By Michelle Fung, OCT
MARKHAM, ON 一 3 days before Monday, April 6, the originally set date for return after the Ontario school closure, Stephen Lecce, the minister of Education, had announced that online learning was going to be the norm going forward. We weren’t going to be back in school on Monday.
This was one of the most stressful weekends of our career, but little did we know what was coming. During the weekend, teachers were scrambling to digitize their entire teaching program before online learning occurred. I was going through my resources, typing them up, making new Google Slides, recording voice clips, finding relevant pictures, and fool proofing them again and again to ensure that students of all learning needs can learn independently. Because what’s different is that in online learning, I cannot be at a student’s side guiding them through the lesson or work. I teach French, so that’s another layer of complexity. While these 3 months have been harrowing for many parents, they were definitely taking a heavy toll on all teachers. How would my at-risk students parse through a text without my help? What about my students who have IEPs? What about my students who are undiagnosed? What about my students whose families are too busy for them?
We tend to think that kids will flourish in online learning because they play Fortnite for hours on end, but that’s not what being technologically savvy means. They still don’t know how to search using Boolean operators, how to insert special characters, how to type (and notpeck the keyboard), how to use keyboard shortcuts, the list goes on. That’s just one of the reasons why covid online learning was not truly “online learning”.
It was “emergency pandemic crisis learning”.
I had about 30-50% engagement rate in all my classes. My activities were designing a dream house, and selling it, or doing a choice board of 6 activities, or creating a review. Because Lecce has stated that marks will not be affected unless they bring up the pre-March break mark, there were many students who I have never seen again since Friday, March 13.
The low level of engagement stems from many factors. For example, Lecce had promised to allot tech to students who need it. I had students who didn’t receive a device until late April. Rural Ontario was out for the count: their Internet was so spotty that parents couldn’t even work from home.
This emergency pandemic crisis learning really shone the spotlight on how unready Ontario is to adopt online learning as a model:
Students’ Internet connections and devices were inaccessible
Families were unavailable to help their children
Students’ knowledge of tech was not consistent across the province
Not only were teachers stressing about these factors that were out of their control, we were also extremely concerned about the continued bashing from Lecce on the use of video in “synchronous learning”. The truth is that for online learning to work, learning must be asynchronous.

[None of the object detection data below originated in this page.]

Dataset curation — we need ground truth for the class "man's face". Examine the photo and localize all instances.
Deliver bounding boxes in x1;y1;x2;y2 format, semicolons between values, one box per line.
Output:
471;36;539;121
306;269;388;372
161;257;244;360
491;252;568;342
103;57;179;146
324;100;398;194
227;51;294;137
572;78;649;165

Asynchrony is the only way to ensure all students’ access to learning because they can access it on their own schedule. The whole purpose of online learning is to be flexible. Synchronous learning completely defeats the purpose of that.
Which, by the way, is funny because teachers have already been using synchronous learning since Monday, April 6. We have been collaborating together on Google Slides and chatting one-on-one (or small groups) in Google Hangouts. Some teachers who weren’t familiar with that tech opted to open a Google Doc. They were all synchronous.
And those 3 months were all completed, report cards and all, with no Professional Development from the Ministry of Education.
So is Ontario ready for online learning? Certainly not. Let’s fix the Internet infrastructure and accessibility issues before we progress further.